As I said above we were asked by a client to create 3 pendants for her, she supplied the Zebra Stone and to be honest I worried about working with it mainly because it wasn’t my rock and if I messed up it would be hard to replace it, if you are interested you can read more about this through this link:
Anyway I digress, here are some pictures of the new arrivals
Zebra Stone Rough
Visitors to the Kimberley Region of Western Australia leave with memories of a formidable, rugged landscape – an ancient land holding many mysteries and well kept secrets.
Some 600 million years ago when the only life on earth was simple aquatic organisms and Australia was still part of the super-continent Gondwanaland, layers of a striking red and while banded stone were formed near where Kununurra is today. The sparsely distributed seams of Zebra Stone are the only known deposits of this rare and beautiful material.
Zebra Stone is an indurated siltstone, altered from its original sedimentary form by unknown geological and chemical processes. It was first documented in 1924 following its discovery close to the Durack homestead on the Argyle pastoral lease.
Only a small portion of the total deposits remained above water following the construction of Lake Argyle in 1972. Reserves are measured in kilos rather than tonnes, with some patterns yielding only a few kilos. Seams are tightly enclosed in shale, varying in width from 25mm to 400mm. The regularly curved bands and rods disappear and reoccur at intervals within the seam, making recovery expensive and tedious.
The curved banding of red and white occurs at nearly right angles to the bedding plane. Analysis of samples has disclosed an extraordinary number and range of elements, including rare earths, adding to its wonder and contributing to its unique texture and qualities.

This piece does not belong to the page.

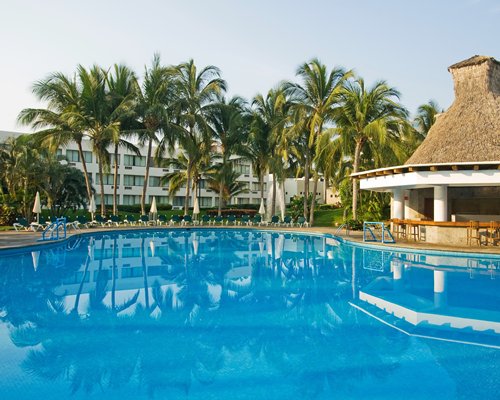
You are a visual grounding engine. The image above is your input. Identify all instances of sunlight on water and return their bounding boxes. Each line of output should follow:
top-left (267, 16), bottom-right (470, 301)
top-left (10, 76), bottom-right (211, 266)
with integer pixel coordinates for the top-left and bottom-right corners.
top-left (0, 229), bottom-right (500, 400)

Although it is compact and fine grained Zebra Stone is soft enough to cut and carve with hand tools, lending itself to finishing with fine wet and dry emery paper. Coating with a clear spray-on sealer, either satin or gloss, avoids smudging of the iron oxides in the material. (Description courtesy of Aradon. PTY Ltd)
Printstone is found in the Hamersley Ranges near the iron ore mining town of Tom Price in the Pilbara region of Western Australia.

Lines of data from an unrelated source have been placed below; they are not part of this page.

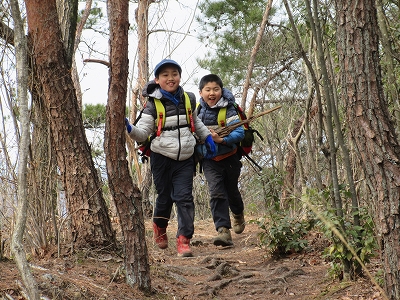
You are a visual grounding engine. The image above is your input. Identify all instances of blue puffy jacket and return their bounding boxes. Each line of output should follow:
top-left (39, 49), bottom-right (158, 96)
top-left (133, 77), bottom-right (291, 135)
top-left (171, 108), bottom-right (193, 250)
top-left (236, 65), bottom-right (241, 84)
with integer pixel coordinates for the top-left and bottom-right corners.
top-left (197, 88), bottom-right (244, 157)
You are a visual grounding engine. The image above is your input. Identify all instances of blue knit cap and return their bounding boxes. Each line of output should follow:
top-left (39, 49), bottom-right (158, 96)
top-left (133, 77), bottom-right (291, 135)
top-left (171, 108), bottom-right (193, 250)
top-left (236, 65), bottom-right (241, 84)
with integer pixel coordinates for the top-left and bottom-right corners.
top-left (154, 58), bottom-right (182, 77)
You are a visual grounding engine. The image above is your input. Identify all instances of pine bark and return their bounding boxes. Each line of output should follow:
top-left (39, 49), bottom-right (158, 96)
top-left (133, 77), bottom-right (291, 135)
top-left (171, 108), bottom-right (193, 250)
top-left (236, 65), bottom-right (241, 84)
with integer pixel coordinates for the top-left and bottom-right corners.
top-left (336, 0), bottom-right (400, 299)
top-left (104, 0), bottom-right (151, 292)
top-left (25, 0), bottom-right (115, 247)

It occurs in the “Mount McRae Shale” within the Hamersley Basin. Age is approx. 2000 Ma.
Some studies indicate that the unusual markings possibly have stromatolitic origins, some even going so far as naming it as “Kinneyia Simulans”.

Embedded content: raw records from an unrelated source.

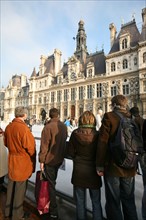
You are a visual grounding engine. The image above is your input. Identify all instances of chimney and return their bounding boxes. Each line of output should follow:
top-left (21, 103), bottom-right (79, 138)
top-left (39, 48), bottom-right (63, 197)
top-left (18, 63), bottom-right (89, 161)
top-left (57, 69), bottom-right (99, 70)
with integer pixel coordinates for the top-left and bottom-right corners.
top-left (54, 49), bottom-right (62, 76)
top-left (142, 8), bottom-right (146, 26)
top-left (109, 23), bottom-right (117, 48)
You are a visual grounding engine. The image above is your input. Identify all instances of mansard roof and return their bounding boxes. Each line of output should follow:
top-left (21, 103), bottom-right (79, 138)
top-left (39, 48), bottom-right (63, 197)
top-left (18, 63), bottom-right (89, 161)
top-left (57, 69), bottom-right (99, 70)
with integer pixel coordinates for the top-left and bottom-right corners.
top-left (139, 26), bottom-right (146, 42)
top-left (44, 54), bottom-right (55, 74)
top-left (31, 68), bottom-right (37, 77)
top-left (85, 50), bottom-right (106, 75)
top-left (109, 19), bottom-right (140, 54)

Another theory suggests they are Liesegang rings. Banded minerals and rocks, such as Printstone, were formed or rearranged by long-lasting processes of transport, chemical reaction and precipitation or crystallization. Due to this range of processes, a great variety of textures can occur. (Description courtesy of Aradon. PTY Ltd)
My next job is to slab it all into 10mm slabs, this will be done by hand with a hacksaw as I don’t want the coolant from my diamond saw to get soaked into the stone and ruin it.